Aloo Poha makes for a wholesome and delicious Breakfast recipe to accompany your morning cup of tea, juice or shake. This recipe of Gujarati Aloo Poha has a beautiful medley of savory, tangy, mild spicy and sweet flavors that you can cook in a blink of an eye.
One peculiar thing about this Gujarati Poha is that it uses chopped green chilli instead of red chilli powder alongwith a hint of sugar and is served with a generous sqeeze of lime juice, freshly chopped coriander and sev/farsaan. This version is so popular that it is ofen served in Canteens and Street stalls and people love relishing it with tea and Khatti Chutney.
This is a No Onion Garlic Recipe, hence the moistness that usually comes from onions in a regular poha dish, here it comes from boiled potatoes. Some people prefer cooking diced potatoes and then adding it to poha, but keeping things simple we are making this dish with pre boiled potatoes. This speeds up the process as you can boil potatoes a day before and use it next morning to make this wonderful breakfast bowl.

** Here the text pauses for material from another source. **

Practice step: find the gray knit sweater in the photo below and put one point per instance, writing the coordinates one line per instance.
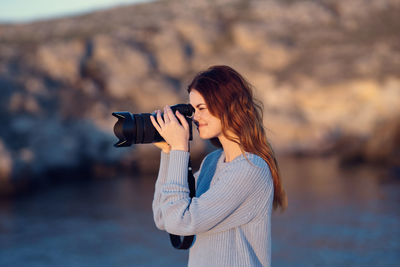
(230, 215)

Poha is an all time favorite dish of many as it is easy to cook and makes mornings easier. That is why probably it is the most sought after Breakfast for rushed mornings. Having Poha regularly can also prevents you from Iron deficiency as every 100 gms. of raw poha contains about 25 mg. of Iron.
There are enormous ways to cook Poha like the Banarsi Choora Matar from Uttar Pradesh & Bihar that is especially made in winters with seasonal peas and tomatoes. Indori Poha from Jharkhand is cooked with lots of onion, chilli and peanuts hence it has a wonderful crunch in every bite. One can also make Poha Pulao for Main Course with assorted veggies, ginger, garlic and freshly pounded spices. Besides these savory dishes Poha Kheer or Payasam is a rich and drooling Dessert that one can make instantly with much of preparations. We also share recipe of amazing Farsaan with Poha I.e. Poha Namkeen that makes a crisp and drooling snack for Tea Time.